Para dokter hendaklah juga diberi kesempatan untuk melengkapi pengetahuannya di Eropa. Keuntungannya sangat menyolok, terutama jika diperlukan penyelidikan yang menghendaki hubungan langsung dengan masyarakat. Mereka dapat menyelidiki secara mendalam khasiat obat-obatan pribumi yang sudah sering terbukti mujarab. Jikalau seorang awam menceritakan bahwa darah cacing atau belut dapat menyembuhkan mata yang bengkak, mungkin ia akan ditertawakan. Namun adalah suatu kenyataan bahwa air kelapa dan pisang batu dapat dipakai sebagai obat. Soalnya, sebetulnya sangat sederhana : penyakit-penyakit dalam negeri sebaiknya diobati dengan obat-obatan dari negeri itu sendiri. Telah seringkali terjadi bahwa orang-orang sakit bangsa Eropa, teristimewa yang menderita penyakit disentri atau penyakit lain, yang oleh dokter-dokter sudah dinyatakan tak dapat disembuhkan, masih dapat ditolong oleh obat-obatan kita yang sederhana dan tidak membahayakan. Sebagai contoh, belum lama berselang, seorang gadis pribumi oleh seorang dokter dinyatakan menderita penyakit TBC kerongkongan. Dokter itu mengatakan bahwa ia hanya dapat bertahan 2 pekan dan akan meninggal dalam keadaan yang mengerikan. Dalam keadaan putus asa, ibunya membawanya kembali ke desanya untuk diobati. Dan gadis itu sembuh, menjadi sehat, tidak merasa sakit lagi dan dapat bicara kembali. Apa obatnya? Serangga-serangga kecil yang didapat di sawah, ditelan hidup-hidup dengan pisang emas. Pengobatan yang biadab? Apa boleh buat. Bagaimanapun obat itu menolong, sedang obat dokter tidak. Dokter-dokter kita, sebenarnya dapat mengumumkan kasus-kasus seperti itu, tetapi mereka tidak pernah melakukan hal demikian. Mungkin karena khawatir akan ditertawakan oleh para sarjana?
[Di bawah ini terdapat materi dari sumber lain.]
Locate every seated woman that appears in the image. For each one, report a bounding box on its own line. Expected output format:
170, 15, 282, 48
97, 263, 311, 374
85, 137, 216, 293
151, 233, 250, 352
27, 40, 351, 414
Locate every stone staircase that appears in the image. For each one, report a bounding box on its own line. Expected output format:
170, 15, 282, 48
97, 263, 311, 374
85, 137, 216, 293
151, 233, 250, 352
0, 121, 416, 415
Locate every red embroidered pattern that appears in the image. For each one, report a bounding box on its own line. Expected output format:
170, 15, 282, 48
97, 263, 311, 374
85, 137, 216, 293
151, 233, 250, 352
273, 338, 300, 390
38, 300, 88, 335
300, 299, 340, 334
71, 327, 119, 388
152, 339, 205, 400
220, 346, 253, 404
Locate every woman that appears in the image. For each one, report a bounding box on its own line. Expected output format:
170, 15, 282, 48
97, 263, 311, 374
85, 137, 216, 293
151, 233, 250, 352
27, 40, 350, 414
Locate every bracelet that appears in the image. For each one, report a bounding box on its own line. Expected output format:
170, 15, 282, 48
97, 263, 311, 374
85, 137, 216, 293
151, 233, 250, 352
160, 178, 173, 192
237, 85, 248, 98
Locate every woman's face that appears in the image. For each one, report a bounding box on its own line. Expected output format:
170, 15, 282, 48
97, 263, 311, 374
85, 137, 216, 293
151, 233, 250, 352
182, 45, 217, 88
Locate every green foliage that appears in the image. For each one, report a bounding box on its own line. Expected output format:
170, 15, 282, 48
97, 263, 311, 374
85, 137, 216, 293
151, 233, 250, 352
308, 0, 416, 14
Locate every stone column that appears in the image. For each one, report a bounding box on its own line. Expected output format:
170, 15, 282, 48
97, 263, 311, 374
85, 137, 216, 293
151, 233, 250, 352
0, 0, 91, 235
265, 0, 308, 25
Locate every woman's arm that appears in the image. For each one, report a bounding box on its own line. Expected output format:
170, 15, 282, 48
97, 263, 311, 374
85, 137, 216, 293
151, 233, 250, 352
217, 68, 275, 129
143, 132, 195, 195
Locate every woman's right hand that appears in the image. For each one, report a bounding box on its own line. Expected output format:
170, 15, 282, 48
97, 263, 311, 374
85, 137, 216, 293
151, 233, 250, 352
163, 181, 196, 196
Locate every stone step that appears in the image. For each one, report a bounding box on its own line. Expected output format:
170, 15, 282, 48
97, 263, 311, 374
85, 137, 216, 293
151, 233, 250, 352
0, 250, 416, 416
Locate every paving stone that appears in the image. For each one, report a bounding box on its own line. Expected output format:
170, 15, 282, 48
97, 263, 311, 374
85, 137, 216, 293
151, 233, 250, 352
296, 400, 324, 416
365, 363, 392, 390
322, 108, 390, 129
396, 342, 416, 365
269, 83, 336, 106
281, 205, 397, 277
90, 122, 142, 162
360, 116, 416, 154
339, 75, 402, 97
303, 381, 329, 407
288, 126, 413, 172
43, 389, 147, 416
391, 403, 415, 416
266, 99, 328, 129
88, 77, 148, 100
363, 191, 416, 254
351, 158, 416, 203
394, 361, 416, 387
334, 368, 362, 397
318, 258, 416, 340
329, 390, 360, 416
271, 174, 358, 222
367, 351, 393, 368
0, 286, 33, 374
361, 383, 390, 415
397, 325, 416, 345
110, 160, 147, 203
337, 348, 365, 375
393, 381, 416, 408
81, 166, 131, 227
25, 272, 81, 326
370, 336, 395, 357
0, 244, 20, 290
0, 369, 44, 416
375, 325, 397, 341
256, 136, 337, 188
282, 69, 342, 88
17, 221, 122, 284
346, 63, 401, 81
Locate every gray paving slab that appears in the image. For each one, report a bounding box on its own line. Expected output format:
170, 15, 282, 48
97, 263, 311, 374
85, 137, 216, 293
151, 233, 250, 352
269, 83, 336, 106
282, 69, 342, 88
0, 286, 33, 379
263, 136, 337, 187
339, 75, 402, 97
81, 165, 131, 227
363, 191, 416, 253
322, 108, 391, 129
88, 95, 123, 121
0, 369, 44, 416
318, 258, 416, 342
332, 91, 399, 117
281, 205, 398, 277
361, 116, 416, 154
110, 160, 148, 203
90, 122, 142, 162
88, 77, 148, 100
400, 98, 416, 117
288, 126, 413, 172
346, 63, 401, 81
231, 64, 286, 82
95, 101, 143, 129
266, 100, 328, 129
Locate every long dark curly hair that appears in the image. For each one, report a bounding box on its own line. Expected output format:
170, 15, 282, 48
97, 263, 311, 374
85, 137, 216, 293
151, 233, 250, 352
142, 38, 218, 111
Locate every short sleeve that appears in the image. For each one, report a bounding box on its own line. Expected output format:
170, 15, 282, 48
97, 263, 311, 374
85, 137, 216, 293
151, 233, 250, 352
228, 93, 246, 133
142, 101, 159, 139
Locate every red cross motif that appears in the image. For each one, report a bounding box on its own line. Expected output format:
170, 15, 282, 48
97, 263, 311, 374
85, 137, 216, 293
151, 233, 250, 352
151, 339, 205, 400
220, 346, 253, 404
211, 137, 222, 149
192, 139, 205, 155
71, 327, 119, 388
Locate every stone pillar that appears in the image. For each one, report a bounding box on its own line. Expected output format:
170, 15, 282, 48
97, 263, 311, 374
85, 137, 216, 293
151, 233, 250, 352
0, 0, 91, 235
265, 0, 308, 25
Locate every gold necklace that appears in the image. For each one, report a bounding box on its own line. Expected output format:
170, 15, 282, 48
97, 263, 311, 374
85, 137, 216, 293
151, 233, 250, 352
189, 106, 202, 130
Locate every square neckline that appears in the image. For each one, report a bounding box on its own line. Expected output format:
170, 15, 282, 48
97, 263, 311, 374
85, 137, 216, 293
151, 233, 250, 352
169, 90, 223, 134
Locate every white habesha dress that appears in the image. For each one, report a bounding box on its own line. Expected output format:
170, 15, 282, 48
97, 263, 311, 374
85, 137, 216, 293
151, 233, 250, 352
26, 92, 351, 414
Seorang dokter bumiputera yang pengetahuannya setaraf dengan rekannya bangsa Eropa, jika yakin akan sesuatu, mestinya harus berani menyatakan dan mempertahankan keyakinannya.

Dengan membaca petikan nota Kartini yang ditujukan kapada pemerintah Hindia Belanda tersebut, kita dapat memperkirakan daya nalar Kartini untuk ukuran jamannya.